I wouldn't say that the Drive app sucks. It might not be perfect, but it is working. Which Mac and which version are you using? I just checked the memory allocation on my M1 and it is okay. Chrome is taking up way more memory even though it shouldn't, but that is a known issue. 

How much memory does Drive consume on your Mac?

 

Regarding the spotlight search there is a longer thread about it, but if I remember correctly no one knows why some users are able to use Spotlight for Drive and some not. 

Hey Tom, appreciate the quick and thoughtful reply.

If there were enough room, I would have chose the name "DriveAppSucksForMyPurposesAndComputer". Those purposes being frequent backup, storage, and cloud access of graphic design project files. 

A Drive Community thread I find extremely relatable here.

Some quick context on how I use the Drive for Desktop app:

  • I use it in streaming mode (I have 1.5TB of data in my Drive, comprised of mostly older client project files and various design assets). But I usually have ~5 current project and/or client folders that I've "made available offline" via the Drive desktop app.
  • I only work within those current project folders that I've made available offline.
  • I usually "pause" syncing during the bulk of the work day in the hopes that this mitigate any resource hogging on the part of Drive. (Scare quotes because I'm not sure what "pausing" actually does, as I've tested it and I'm still able to access streamed folders which I haven't made available offline.)

I would have though that by keeping my ongoing editing and saving only to those offline folders, I would mitigate any loading and resource-hogging that would normally occur from Drive's need to access/download/cache streamed files.

Frequently, simply browsing through offline Drive folders and clicking on various files will have Drive at at least 30% CPU. The simple act of browsing files within Finder has become a fairly tedious and time-consuming process.

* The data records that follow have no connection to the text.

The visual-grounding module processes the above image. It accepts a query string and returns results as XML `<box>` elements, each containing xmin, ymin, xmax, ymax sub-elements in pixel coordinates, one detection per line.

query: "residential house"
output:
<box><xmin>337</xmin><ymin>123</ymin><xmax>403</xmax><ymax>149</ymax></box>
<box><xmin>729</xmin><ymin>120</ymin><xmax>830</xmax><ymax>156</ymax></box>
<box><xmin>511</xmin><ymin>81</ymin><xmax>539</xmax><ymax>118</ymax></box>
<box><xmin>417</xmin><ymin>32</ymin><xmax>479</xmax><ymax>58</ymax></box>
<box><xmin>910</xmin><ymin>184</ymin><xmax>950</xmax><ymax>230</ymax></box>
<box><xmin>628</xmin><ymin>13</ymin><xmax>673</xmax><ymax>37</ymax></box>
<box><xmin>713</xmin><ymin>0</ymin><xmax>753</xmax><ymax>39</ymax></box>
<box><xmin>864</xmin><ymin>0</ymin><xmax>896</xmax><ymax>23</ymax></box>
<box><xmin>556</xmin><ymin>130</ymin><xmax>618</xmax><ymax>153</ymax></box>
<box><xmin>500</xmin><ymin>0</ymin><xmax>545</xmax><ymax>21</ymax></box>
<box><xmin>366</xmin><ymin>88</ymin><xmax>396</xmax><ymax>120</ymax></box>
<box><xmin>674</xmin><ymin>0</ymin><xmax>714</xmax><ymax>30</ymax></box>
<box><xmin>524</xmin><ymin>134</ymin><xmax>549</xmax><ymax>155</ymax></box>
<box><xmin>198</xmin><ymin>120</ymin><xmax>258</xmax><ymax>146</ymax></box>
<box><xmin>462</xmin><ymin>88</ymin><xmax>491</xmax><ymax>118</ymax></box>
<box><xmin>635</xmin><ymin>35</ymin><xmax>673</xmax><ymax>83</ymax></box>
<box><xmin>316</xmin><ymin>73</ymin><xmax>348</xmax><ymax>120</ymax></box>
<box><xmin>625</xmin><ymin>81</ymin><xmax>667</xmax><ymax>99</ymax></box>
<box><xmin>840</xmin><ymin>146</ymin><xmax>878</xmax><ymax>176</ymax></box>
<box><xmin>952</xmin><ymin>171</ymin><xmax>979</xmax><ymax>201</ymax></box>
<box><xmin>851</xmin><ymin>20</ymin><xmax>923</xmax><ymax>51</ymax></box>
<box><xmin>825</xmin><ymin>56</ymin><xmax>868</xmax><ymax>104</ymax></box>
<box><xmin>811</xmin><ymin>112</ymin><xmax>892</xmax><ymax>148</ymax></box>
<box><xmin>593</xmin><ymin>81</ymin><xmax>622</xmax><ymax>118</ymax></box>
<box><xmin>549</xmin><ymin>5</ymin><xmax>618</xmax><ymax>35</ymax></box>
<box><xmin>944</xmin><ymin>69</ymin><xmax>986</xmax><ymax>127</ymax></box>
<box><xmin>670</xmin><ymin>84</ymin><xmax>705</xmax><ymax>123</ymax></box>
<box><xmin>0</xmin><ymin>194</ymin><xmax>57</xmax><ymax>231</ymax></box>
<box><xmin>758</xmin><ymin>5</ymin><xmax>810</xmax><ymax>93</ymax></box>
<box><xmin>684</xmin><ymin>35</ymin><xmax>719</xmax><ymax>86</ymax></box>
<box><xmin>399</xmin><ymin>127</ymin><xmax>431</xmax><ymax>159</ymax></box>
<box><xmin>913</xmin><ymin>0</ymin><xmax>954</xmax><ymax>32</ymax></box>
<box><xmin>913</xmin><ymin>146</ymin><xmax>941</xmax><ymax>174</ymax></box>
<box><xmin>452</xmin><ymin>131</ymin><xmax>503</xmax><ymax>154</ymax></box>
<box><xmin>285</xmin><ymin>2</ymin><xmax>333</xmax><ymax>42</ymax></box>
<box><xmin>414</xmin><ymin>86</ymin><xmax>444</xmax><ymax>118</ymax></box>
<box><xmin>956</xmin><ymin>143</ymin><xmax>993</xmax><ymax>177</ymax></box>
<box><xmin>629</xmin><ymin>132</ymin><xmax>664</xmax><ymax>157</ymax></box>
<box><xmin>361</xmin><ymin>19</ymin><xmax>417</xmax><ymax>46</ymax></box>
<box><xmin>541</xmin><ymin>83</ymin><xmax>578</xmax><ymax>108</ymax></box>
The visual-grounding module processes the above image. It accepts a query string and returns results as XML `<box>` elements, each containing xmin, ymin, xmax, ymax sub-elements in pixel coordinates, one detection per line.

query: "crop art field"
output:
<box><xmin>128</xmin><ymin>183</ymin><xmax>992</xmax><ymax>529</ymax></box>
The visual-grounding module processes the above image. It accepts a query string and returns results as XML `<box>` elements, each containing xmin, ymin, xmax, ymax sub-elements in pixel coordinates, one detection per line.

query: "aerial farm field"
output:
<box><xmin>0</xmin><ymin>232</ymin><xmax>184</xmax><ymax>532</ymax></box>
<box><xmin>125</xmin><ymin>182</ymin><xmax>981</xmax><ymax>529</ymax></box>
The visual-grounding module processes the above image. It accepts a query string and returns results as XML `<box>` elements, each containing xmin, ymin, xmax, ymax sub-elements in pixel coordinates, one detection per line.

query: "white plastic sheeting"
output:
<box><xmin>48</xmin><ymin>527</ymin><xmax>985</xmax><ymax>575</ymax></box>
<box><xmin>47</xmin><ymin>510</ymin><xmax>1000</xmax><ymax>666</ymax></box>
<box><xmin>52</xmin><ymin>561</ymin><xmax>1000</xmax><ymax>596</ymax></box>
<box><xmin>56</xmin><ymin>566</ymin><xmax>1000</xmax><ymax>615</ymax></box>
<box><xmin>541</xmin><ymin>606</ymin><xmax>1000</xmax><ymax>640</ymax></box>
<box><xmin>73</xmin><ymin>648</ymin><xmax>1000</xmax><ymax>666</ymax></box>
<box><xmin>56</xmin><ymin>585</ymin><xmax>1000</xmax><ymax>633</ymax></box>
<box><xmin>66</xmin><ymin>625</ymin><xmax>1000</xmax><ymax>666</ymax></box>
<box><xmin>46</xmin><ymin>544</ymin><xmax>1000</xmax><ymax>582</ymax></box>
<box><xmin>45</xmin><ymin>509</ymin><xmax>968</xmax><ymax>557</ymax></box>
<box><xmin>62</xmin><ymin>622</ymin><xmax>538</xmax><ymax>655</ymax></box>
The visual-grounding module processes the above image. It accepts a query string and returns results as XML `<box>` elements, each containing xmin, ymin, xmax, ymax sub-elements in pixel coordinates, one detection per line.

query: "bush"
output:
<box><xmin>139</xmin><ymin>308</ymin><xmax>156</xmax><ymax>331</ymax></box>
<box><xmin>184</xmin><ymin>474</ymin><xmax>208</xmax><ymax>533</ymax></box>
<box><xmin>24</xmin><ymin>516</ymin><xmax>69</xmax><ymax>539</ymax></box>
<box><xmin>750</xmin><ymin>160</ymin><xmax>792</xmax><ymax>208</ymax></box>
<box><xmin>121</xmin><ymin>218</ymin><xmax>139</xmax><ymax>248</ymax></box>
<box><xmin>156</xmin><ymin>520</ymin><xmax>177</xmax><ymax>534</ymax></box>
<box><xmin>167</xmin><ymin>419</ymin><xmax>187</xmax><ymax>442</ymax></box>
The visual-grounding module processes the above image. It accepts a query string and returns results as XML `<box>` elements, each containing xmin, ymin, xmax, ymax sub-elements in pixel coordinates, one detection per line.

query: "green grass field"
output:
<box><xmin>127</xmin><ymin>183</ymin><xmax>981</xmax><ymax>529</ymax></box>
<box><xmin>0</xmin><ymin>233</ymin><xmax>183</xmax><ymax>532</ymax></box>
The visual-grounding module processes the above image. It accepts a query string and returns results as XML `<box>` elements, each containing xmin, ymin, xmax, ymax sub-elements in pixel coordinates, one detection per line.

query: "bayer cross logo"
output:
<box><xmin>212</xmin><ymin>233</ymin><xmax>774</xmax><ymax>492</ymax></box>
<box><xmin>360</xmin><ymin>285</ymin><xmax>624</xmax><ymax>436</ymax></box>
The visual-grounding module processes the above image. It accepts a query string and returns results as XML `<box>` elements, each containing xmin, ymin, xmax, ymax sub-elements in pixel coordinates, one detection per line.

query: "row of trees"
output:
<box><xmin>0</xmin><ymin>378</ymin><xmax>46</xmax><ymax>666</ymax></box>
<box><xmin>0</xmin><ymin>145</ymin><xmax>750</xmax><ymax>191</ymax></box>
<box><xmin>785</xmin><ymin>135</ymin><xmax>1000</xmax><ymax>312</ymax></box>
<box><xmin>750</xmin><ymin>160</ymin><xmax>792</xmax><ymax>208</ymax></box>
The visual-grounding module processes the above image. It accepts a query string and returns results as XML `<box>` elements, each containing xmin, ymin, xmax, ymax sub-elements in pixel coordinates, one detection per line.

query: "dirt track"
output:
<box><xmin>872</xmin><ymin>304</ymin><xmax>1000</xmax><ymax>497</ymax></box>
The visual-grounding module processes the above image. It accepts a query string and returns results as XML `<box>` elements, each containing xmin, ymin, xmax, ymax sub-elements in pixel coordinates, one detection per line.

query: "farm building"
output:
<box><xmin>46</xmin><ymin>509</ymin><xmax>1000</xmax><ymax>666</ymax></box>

Somewhat less regularly, Drive will get up to 80%+ CPU and pretty much stall every other process on my computer. One thing that did help was making sure none of my fonts were stored within a streamed folder. But these memory issues are still frequent and significant.

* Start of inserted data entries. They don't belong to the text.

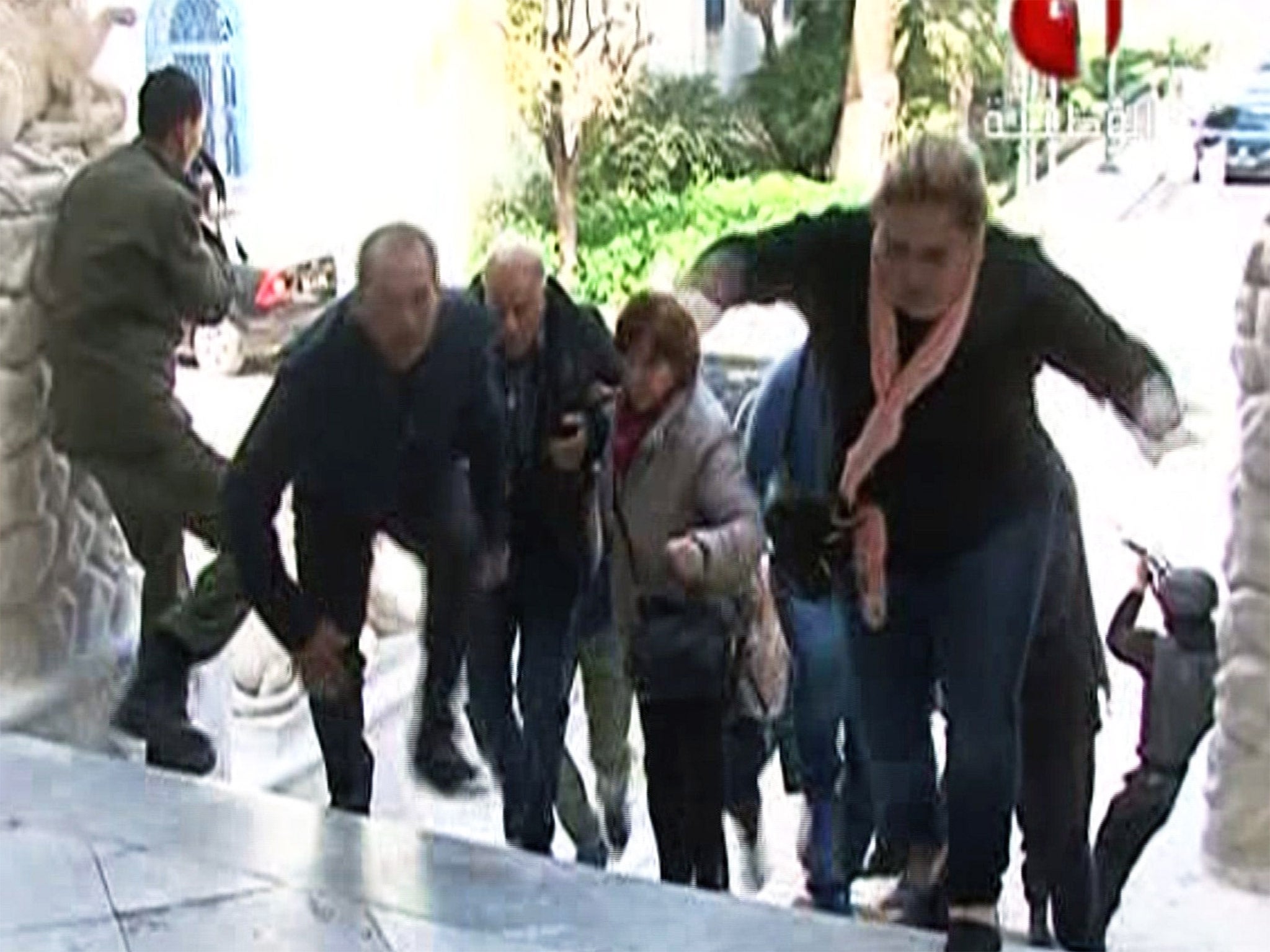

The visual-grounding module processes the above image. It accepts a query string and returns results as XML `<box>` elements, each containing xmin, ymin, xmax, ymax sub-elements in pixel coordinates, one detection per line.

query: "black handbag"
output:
<box><xmin>763</xmin><ymin>348</ymin><xmax>846</xmax><ymax>602</ymax></box>
<box><xmin>613</xmin><ymin>485</ymin><xmax>744</xmax><ymax>700</ymax></box>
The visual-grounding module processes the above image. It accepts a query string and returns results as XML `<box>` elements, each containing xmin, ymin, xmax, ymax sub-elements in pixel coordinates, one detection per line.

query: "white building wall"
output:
<box><xmin>90</xmin><ymin>0</ymin><xmax>788</xmax><ymax>286</ymax></box>
<box><xmin>91</xmin><ymin>0</ymin><xmax>512</xmax><ymax>284</ymax></box>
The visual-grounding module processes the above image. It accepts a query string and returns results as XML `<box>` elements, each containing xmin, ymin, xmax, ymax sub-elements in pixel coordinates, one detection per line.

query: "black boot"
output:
<box><xmin>414</xmin><ymin>722</ymin><xmax>477</xmax><ymax>796</ymax></box>
<box><xmin>859</xmin><ymin>839</ymin><xmax>908</xmax><ymax>879</ymax></box>
<box><xmin>114</xmin><ymin>628</ymin><xmax>216</xmax><ymax>777</ymax></box>
<box><xmin>1028</xmin><ymin>902</ymin><xmax>1054</xmax><ymax>948</ymax></box>
<box><xmin>944</xmin><ymin>919</ymin><xmax>1001</xmax><ymax>952</ymax></box>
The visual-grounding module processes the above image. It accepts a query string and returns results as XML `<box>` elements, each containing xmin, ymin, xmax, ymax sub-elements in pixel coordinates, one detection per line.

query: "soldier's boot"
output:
<box><xmin>413</xmin><ymin>717</ymin><xmax>480</xmax><ymax>796</ymax></box>
<box><xmin>114</xmin><ymin>630</ymin><xmax>216</xmax><ymax>777</ymax></box>
<box><xmin>799</xmin><ymin>795</ymin><xmax>852</xmax><ymax>915</ymax></box>
<box><xmin>596</xmin><ymin>774</ymin><xmax>631</xmax><ymax>855</ymax></box>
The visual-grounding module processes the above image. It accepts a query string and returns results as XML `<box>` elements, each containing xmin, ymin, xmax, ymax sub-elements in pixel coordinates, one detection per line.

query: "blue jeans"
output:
<box><xmin>851</xmin><ymin>487</ymin><xmax>1055</xmax><ymax>904</ymax></box>
<box><xmin>468</xmin><ymin>540</ymin><xmax>583</xmax><ymax>854</ymax></box>
<box><xmin>777</xmin><ymin>585</ymin><xmax>874</xmax><ymax>892</ymax></box>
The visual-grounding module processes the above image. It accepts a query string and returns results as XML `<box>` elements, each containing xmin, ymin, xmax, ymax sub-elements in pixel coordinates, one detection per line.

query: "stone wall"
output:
<box><xmin>1204</xmin><ymin>208</ymin><xmax>1270</xmax><ymax>892</ymax></box>
<box><xmin>0</xmin><ymin>152</ymin><xmax>141</xmax><ymax>750</ymax></box>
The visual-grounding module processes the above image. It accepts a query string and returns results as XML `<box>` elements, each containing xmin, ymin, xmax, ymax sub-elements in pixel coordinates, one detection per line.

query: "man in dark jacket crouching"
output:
<box><xmin>223</xmin><ymin>224</ymin><xmax>507</xmax><ymax>814</ymax></box>
<box><xmin>468</xmin><ymin>241</ymin><xmax>631</xmax><ymax>866</ymax></box>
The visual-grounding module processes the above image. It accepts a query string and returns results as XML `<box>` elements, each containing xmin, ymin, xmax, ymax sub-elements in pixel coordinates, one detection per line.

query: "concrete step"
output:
<box><xmin>0</xmin><ymin>735</ymin><xmax>990</xmax><ymax>952</ymax></box>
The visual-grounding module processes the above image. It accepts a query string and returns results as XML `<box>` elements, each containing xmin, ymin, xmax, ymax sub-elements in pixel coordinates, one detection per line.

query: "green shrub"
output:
<box><xmin>579</xmin><ymin>75</ymin><xmax>776</xmax><ymax>196</ymax></box>
<box><xmin>477</xmin><ymin>173</ymin><xmax>864</xmax><ymax>305</ymax></box>
<box><xmin>742</xmin><ymin>0</ymin><xmax>855</xmax><ymax>179</ymax></box>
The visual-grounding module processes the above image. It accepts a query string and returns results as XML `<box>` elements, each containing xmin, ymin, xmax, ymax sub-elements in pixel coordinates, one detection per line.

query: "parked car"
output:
<box><xmin>177</xmin><ymin>255</ymin><xmax>337</xmax><ymax>376</ymax></box>
<box><xmin>1192</xmin><ymin>102</ymin><xmax>1270</xmax><ymax>182</ymax></box>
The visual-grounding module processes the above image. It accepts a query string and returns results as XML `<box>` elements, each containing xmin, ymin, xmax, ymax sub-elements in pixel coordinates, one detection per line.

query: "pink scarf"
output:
<box><xmin>838</xmin><ymin>236</ymin><xmax>983</xmax><ymax>631</ymax></box>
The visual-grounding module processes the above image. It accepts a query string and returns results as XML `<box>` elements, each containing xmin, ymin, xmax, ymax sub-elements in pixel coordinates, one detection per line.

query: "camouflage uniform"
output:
<box><xmin>34</xmin><ymin>141</ymin><xmax>247</xmax><ymax>773</ymax></box>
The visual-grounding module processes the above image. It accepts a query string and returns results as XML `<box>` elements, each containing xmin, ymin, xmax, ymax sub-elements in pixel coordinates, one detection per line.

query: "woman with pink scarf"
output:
<box><xmin>692</xmin><ymin>136</ymin><xmax>1180</xmax><ymax>952</ymax></box>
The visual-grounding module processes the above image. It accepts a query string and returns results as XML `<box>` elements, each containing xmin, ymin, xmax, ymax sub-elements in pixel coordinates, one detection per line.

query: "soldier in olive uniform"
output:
<box><xmin>35</xmin><ymin>68</ymin><xmax>247</xmax><ymax>774</ymax></box>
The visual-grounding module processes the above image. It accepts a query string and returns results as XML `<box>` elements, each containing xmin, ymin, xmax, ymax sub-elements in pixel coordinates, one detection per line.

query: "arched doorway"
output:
<box><xmin>146</xmin><ymin>0</ymin><xmax>249</xmax><ymax>179</ymax></box>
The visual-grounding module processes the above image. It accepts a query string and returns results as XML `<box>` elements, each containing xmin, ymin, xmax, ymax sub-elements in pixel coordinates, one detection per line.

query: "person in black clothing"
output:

Now, my Macbook is fairly old at this point (new M1 is on the way), but I can directly attribute a general lagginess and slowness to the Drive desktop app. Before the forced transition from Backup & Sync, I had 0 issues with my trusted Macbook and workflow. Now it seems my system and/or workflow is just incompatible with the Drive desktop app, or at least to the extent that it doesn't slow down my whole work day.

 

 

FWIW:
2015 Macbook Pro
16GB RAM
600+ GB free on hard drive

Hmmm we are using Drive for Desktop on old MacBooks from 2015 and newer ones from 2017 and a few M1. We are not pausing sync and working online with most of our files. We have about 30TB of data. Everything is stored in Drive from old archived projects up to new ones. Everything is working in streaming mode. There are some known issues, but they are not tied to Drive. They are more cloud work related. For example if you want to work on a large Keynote file you should copy that to your desktop and not make is offline in Drive. This will block your machine if you change one little thing. But I have to say that our keynote files are huge!

 

If you pause Drive and work on your files and start syncing when done this shouldn't block your Mac. It might consume some bandwidth and CPU when uploading all your changes. Have you tried to work online all the time? 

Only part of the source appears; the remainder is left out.